J’ai été obligé de brûler mes vieilles espadrilles. Je les aimais bien, mes vieilles espadrilles. Elles maintenaient le pied de façon presque aussi ferme que mes chaussures de marche, mais elles pouvaient se porter sans chaussettes. Ça m’évitait, l’été, d’avoir trop chaud et ça m’épargnait la peine et la dépense de la lessive. Je les avais mises hier: il faisait beau, j’étais parti faire un petit tour dans la forêt, du côté de l’étang des Templiers, pour voir si les premières coulemelles commençaient à sortir. Je les appelle comme ça, de leur nom vulgaire, mais je sais bien qu’en réalité ce sont des lépiotes. Je trouve que c’est vraiment dommage qu’on ne puisse pas leur donner leur nom véritable: macrolepiota procera. Mais on aurait l’air vraiment très pédant si on employait ces mots-là, maintenant que personne n’apprend plus le latin. C’est pourtant le seul moyen de parler sans erreur des champignons.

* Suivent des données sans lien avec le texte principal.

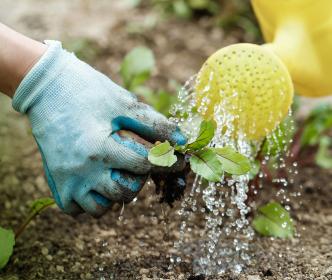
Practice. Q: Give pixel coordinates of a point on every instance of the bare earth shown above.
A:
(138, 246)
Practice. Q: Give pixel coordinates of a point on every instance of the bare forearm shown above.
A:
(18, 54)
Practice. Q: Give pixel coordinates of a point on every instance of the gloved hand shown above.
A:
(75, 113)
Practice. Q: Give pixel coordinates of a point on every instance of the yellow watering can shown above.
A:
(300, 33)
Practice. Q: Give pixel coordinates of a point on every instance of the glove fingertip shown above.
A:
(178, 138)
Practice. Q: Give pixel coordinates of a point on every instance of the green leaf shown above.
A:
(255, 168)
(206, 164)
(136, 67)
(273, 220)
(324, 154)
(7, 242)
(232, 161)
(162, 155)
(40, 204)
(205, 135)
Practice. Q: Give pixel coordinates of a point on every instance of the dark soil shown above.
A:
(138, 244)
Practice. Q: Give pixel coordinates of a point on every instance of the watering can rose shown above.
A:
(248, 83)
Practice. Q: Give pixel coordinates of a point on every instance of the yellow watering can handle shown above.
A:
(300, 33)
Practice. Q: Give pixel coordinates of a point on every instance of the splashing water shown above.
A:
(215, 232)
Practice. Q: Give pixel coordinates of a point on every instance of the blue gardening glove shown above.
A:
(75, 113)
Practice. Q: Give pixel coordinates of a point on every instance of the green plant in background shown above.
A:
(273, 220)
(136, 69)
(8, 237)
(208, 162)
(186, 9)
(317, 133)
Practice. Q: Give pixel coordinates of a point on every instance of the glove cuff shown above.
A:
(41, 74)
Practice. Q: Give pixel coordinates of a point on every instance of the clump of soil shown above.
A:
(138, 245)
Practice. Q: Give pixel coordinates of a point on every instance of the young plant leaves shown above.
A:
(273, 220)
(7, 242)
(162, 155)
(136, 67)
(233, 162)
(205, 135)
(206, 164)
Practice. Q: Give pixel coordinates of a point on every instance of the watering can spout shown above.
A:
(300, 33)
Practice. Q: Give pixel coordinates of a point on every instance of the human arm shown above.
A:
(18, 53)
(76, 114)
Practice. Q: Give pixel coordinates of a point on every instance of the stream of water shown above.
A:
(215, 232)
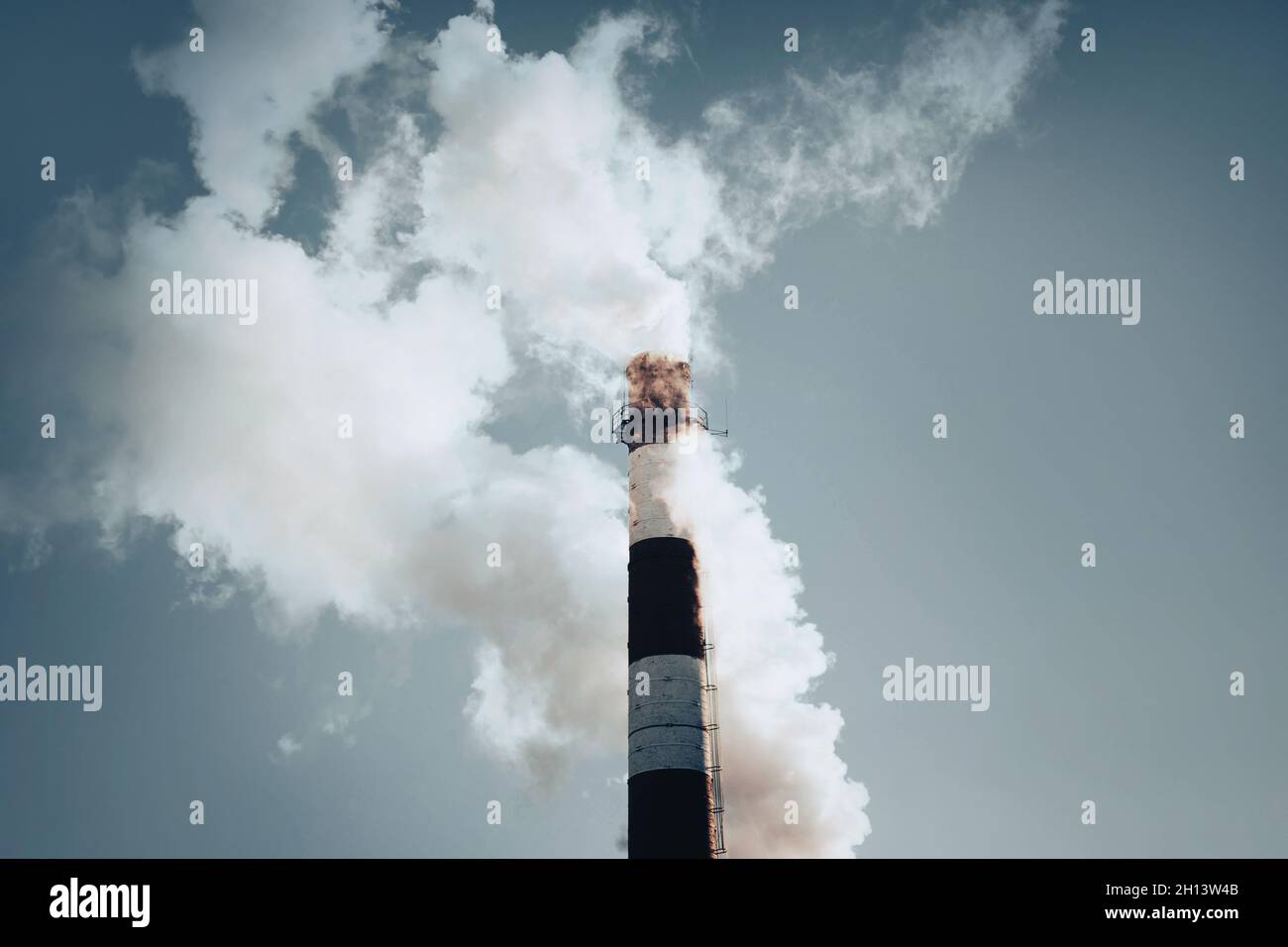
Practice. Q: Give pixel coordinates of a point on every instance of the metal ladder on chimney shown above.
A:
(712, 727)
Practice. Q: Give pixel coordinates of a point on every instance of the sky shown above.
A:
(768, 169)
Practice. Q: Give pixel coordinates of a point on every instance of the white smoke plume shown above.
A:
(523, 178)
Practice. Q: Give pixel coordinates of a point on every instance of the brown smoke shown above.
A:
(657, 381)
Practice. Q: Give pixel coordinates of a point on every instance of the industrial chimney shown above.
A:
(673, 813)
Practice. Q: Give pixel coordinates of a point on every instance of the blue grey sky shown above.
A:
(1108, 684)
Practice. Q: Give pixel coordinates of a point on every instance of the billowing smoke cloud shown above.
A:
(515, 172)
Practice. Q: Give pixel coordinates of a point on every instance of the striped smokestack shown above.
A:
(669, 784)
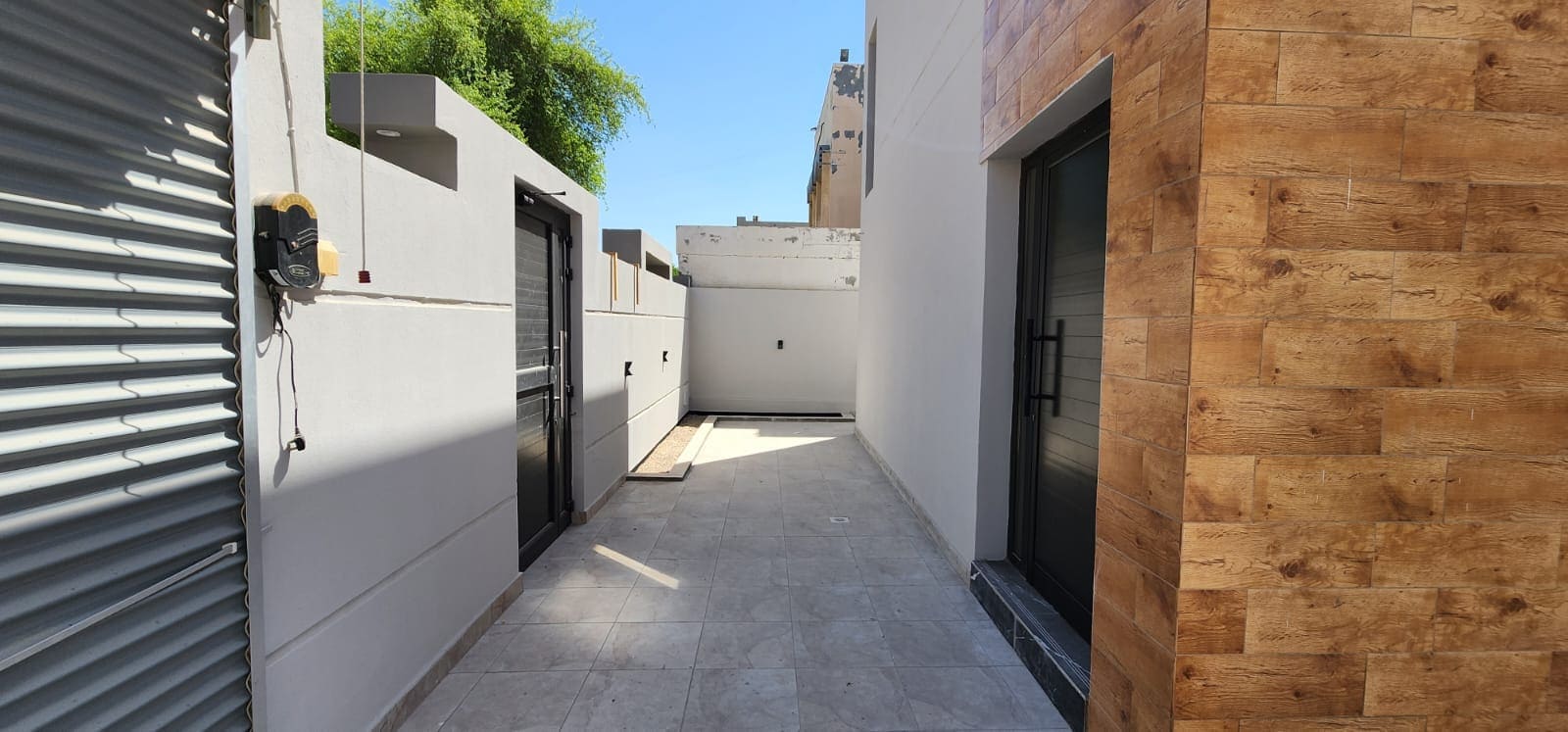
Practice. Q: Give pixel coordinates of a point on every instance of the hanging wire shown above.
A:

J’aime bien cueillir les coulemelles. Ce n’est pas du tout comme les autres champignons qu’on n’aperçoit guère qu’au moment où l’on va marcher dessus. Les coulemelles, on les voit de loin: à l’étang des Templiers, quand elles sont bien mûres, elles se dressent si haut qu’on les repère de la maison forestière, à plus de cent mètres. Pourtant presque personne ne les cueille: les gens doivent penser qu’elles sont trop grandes et trop belles pour être comestibles. Il y en a même qui les arrachent et qui en écrasent le chapeau sous leurs semelles. C’est sûrement parce qu’ils pensent qu’elles sont «venimeuses», comme disait mon pauvre grand-père, l’Arsène Béhanzin. En tout cas, personne ne peut les prendre pour les petites lépiotes, qui sont mortelles, à peu près autant que l’amanite phalloïde. La différence avec l’amanite, c’est que leur poison prend encore plus de temps pour agir. Le résultat, c’est qu’on ne pense plus, quand on commence à souffrir, aux champignons qu’on a mangés deux ou trois jours avant. Et même si on y pense il n’est plus temps de se soigner.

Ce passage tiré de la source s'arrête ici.